Lexical Tone and Smoothed Cepstral Peak Prominence: Methods and Design Considerations
Objective. Smoothed Cepstral Peak Prominence (CPPS) is an increasingly adopted acoustic index for quantifying voice quality and tracking treatment-related change. As CPPS varies with fundamental frequency (f₀), speech materials that systematically shift pitch may bias interpretation. In tonal languages, lexical tone modulates f₀, raising the methodological question of whether tone categories should be explicitly controlled in voice-assessment protocols. This study uses Cantonese as the illustrative case, as it comprises both level tones at multiple pitch heights and contour tones. Earlier Cantonese research observed tone-related variation in CPP (non-smoothed) using a corpus of only three base syllables, which constrained segmental coverage. The present design broadens the segmental inventory to at least ten base syllables to sample a wider range of consonant–vowel contexts and reduce item-specific bias. The objective is to determine the extent to which lexical tone (level vs. contour; pitch height) influences CPPS in Cantonese after controlling for SPL and segmental context.

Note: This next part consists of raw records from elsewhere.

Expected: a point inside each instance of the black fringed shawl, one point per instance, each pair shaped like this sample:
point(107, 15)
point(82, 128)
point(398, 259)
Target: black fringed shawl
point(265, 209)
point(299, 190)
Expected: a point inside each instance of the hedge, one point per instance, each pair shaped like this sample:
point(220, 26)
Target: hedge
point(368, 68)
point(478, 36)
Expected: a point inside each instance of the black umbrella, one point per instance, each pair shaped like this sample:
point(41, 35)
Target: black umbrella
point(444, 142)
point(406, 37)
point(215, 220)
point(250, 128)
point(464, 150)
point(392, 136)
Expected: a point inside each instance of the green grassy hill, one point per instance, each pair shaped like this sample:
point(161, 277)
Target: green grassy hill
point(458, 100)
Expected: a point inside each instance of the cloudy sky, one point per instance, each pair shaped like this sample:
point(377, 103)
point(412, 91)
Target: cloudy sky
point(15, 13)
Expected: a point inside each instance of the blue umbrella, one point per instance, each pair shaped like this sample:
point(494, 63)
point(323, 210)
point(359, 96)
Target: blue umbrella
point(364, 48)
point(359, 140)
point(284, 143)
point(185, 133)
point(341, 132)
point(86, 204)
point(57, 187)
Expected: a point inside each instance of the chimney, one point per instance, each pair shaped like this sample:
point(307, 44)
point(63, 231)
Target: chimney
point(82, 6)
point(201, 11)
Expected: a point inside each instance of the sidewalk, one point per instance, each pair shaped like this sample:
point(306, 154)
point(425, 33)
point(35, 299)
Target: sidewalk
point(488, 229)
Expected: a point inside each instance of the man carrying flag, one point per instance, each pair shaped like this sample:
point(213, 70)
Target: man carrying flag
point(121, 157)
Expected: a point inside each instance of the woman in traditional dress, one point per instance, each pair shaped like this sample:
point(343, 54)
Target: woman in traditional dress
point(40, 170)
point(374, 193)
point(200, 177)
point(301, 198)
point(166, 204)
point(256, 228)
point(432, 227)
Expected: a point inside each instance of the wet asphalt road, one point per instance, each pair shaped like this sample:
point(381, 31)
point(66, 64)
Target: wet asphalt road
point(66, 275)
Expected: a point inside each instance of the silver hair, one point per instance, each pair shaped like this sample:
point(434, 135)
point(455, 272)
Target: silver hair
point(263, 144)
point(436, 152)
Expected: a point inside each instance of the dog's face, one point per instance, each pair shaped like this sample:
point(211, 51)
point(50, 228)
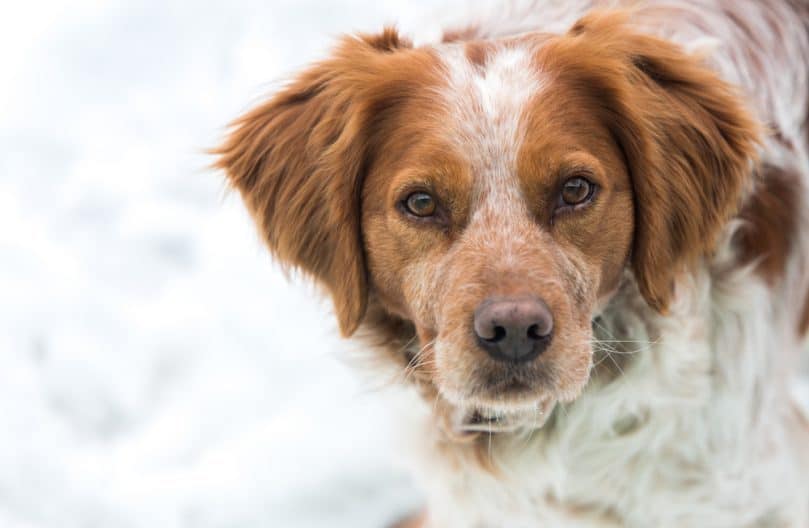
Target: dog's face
point(496, 219)
point(492, 194)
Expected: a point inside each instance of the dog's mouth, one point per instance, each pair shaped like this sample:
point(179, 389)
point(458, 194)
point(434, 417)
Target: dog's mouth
point(490, 420)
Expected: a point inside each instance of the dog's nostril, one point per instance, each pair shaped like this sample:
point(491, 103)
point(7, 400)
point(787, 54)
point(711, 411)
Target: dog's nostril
point(499, 334)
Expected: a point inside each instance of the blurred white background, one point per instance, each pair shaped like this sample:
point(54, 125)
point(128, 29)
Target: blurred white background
point(155, 369)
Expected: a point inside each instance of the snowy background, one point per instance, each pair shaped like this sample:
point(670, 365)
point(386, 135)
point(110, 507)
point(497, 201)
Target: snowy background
point(155, 369)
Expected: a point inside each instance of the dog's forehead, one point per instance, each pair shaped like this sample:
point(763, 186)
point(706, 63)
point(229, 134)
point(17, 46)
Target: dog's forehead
point(489, 87)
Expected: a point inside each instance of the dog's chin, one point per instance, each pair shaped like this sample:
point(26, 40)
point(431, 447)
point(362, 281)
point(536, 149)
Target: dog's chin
point(502, 418)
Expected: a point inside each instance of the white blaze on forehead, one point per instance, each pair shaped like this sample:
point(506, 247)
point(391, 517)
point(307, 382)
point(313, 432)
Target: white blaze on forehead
point(486, 105)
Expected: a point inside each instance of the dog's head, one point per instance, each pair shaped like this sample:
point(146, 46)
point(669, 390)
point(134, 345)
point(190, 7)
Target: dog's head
point(491, 194)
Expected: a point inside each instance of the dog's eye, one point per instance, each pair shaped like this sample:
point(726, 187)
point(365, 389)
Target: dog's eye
point(577, 190)
point(420, 204)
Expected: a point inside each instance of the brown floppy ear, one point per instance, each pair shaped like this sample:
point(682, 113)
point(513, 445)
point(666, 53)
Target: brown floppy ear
point(689, 144)
point(298, 162)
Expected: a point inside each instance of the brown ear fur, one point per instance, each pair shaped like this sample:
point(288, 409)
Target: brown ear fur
point(298, 162)
point(688, 140)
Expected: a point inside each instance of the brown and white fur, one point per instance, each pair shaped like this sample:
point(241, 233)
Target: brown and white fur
point(679, 291)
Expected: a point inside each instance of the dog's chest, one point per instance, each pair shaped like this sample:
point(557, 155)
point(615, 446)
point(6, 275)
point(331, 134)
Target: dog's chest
point(680, 438)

Method. Thirty healthy native Cantonese speakers will produce monosyllables spanning level and contour tone categories. Speech level will be monitored, and CPPS will be computed from steady-state vowel windows. Data will be analysed using repeated-measures ANOVA with tone and base syllable as within-subject factors. Planned contrasts will assess tone differences, with Bonferroni-adjusted p-values for multiple comparisons; item effects will be evaluated within the base-syllable factor.

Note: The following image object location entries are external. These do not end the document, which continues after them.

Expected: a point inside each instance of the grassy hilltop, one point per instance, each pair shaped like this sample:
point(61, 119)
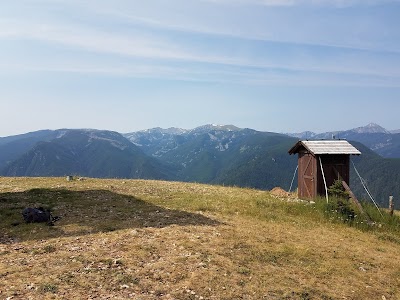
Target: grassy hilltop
point(137, 239)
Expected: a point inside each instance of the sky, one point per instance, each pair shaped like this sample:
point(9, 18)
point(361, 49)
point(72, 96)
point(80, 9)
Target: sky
point(129, 65)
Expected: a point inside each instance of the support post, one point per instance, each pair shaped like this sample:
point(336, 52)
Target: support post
point(355, 200)
point(391, 205)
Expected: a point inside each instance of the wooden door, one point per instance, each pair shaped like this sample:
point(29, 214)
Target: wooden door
point(307, 175)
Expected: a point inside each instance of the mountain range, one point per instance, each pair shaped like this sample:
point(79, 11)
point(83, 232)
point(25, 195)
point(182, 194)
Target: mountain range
point(385, 143)
point(218, 154)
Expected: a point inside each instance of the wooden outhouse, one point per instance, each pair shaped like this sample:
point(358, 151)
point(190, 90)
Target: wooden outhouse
point(334, 158)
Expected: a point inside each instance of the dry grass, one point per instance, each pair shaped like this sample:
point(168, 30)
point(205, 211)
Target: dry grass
point(121, 239)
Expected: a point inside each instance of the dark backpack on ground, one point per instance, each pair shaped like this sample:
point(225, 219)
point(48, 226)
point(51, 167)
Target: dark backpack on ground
point(38, 215)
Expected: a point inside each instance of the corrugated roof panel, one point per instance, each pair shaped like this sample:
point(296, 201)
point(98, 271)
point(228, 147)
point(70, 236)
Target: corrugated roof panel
point(330, 147)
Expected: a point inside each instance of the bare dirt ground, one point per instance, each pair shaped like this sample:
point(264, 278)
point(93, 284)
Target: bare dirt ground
point(129, 239)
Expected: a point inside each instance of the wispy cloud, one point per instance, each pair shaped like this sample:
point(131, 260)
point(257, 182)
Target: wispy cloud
point(228, 57)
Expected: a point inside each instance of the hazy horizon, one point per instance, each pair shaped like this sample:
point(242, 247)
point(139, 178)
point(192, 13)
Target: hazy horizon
point(279, 66)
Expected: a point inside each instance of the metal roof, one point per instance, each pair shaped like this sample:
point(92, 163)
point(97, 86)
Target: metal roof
point(326, 147)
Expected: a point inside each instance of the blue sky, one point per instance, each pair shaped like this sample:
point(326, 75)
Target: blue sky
point(270, 65)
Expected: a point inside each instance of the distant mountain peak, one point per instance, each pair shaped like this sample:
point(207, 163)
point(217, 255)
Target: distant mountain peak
point(370, 128)
point(208, 127)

Results. The presentation will report repeated-measures ANOVA summaries for Tone and Base syllable, including Mauchly’s test of sphericity and Greenhouse–Geisser-corrected degrees of freedom where required. For interpretability, estimated marginal means (95% CIs) of CPPS by tone category will be shown, together with partial η² effect sizes. Planned contrasts will be presented with Bonferroni-adjusted p-values. Robustness will be examined via pre-specified sensitivity analyses: (i) comparing CPPS from mid vs. late vowel windows, and (ii) using alternative CPPS parameter settings. Interpretations will be evaluated for consistency across these checks.
Conclusion. Anticipated outcomes will indicate whether lexical tone should be controlled or balanced when developing CPPS-based voice-assessment materials for tonal languages, supporting methodological standardisation and cross-linguistic comparability. This study is partially supported by the Health and Medical Research Fund (HMRF; Ref. No. 21220351).